What did I think of it:
This could have been a nice read if it didn't have a message to tell.
The setting is interesting, although over the top at times. The characters are kind of cool, even though Beth acts kind of rash and unthinking. The start of the story was decent.
Then I got to know more about Reach. The blurb calls Reach a god of urban decay. Well, that's not true. From the context of the story, I would call Reach a god of urban renewal. And this story screams: urban renewal is bad!!!
Now, I will confess that I think that a lot of urban renewal isn't necessary. We're often too quick in tearing down things that are still good, to replace them with new (ugly) architecture. So if there had been any nuance to the message of The City's Son, I could have related to it. Instead it's all very black and white: Old London good! Renewal bad!

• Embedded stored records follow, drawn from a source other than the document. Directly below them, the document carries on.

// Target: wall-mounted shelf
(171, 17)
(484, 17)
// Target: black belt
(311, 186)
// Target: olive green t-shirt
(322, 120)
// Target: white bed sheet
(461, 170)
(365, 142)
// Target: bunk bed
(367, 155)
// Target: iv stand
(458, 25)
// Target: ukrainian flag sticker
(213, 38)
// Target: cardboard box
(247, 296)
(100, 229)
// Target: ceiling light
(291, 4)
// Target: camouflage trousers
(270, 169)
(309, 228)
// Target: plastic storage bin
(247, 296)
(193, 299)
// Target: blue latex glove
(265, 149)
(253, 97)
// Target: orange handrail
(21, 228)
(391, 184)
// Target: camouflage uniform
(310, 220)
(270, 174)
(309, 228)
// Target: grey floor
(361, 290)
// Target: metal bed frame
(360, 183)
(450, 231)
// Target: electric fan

Near the end there's an attempt at showing Reach in a different light, but by then the earlier message had been shoved down my throat so many times it couldn't save this book for me.
Now I will confess it might be just me who picked up this message from this book. Most reviews I've read don't mention this at all, so I might just be reading something into this story that Pollock didn't intent to put in it. Still it ruined my enjoyment of the book and I will not continue reading this series.
Why should you read it:
It has an intriguing setting.
2 comments:
Hmm, interesting. I've not heard of this book until now. Thanks for sharing about it.
I don't think this one is for me Sullivan. Although I did like the blurb.